I don't have advice for you, exactly... I just thought I'd tell you about my experience.
When I was young I asked about my biological father a lot, and wanted to meet him. My mother was honest about how her relationship with him had basically been a one week affair. She was still in contact with him even though he lived in another state, because she felt he should know about his child, but he didn't want to meet me. I had all kinds of fantasies about how wonderful he would be, how happy I would be to meet him, and how our lives would have been so much better if my parents had stayed together. I wrote letters to him asking him to come see us. I think it is probably normal for kids to wonder and fantasize like this about the absent parent.
Then he suddenly wanted to meet us, and came to visit us. I think I was 11 at the time. Of course, he was a total stranger to me. He came up to me and suddenly grabbed me and hugged me (while I was trying to escape) and told me he loved me. Imagine, a strange older man doing that. It was horrible and creepy!!
Anyway, it is now 30 years later and I still don't feel any connection with this man. I think by the time we finally met, it was just too late for me to feel as though he were part of the family. We have nothing in common except genetics. I think of him as "the sperm donor." Unfortunately, as I have gotten older, he has wanted to play a "father" role more and more. He came to my college graduation and my wedding even though he wasn't welcome. He calls me at odd hours, wants to know about my life and then tells me if he "approves" of my choices in life (as though it matters to me). He insists on visiting from time to time, and whenever he visits, he always grabs me against my will and hugs me (he is really tall and I am very small) and it is SO creepy for me. In the past I have tried to cut him out of my life entirely, but other relatives always make me feel guilty about doing that because he is my "father."

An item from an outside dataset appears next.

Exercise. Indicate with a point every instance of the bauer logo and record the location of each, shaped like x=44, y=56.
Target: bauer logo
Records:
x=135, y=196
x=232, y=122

It's easy for me to wish I had never met him and he had just remained an abstract "sperm donor"... On the other hand, if my mother had hidden him from me, I probably would have continued to fantasize about how wonderful it would have been to meet him, I would have been angry at my mother for hiding the information, and it would have been a big issue for me. So I guess it is better that she was honest and open, even though it means that I have to put up with an extremely irritating relationship with him as an adult.
Edited to add: We didn't have another father figure around when I was a kid, either. But my mother had several close female friends, who were a big part of my life, and are all still very close to this day. I'm very happy about that. One's family doesn't have to consist of "father" and "mother" to be close and loving and supportive.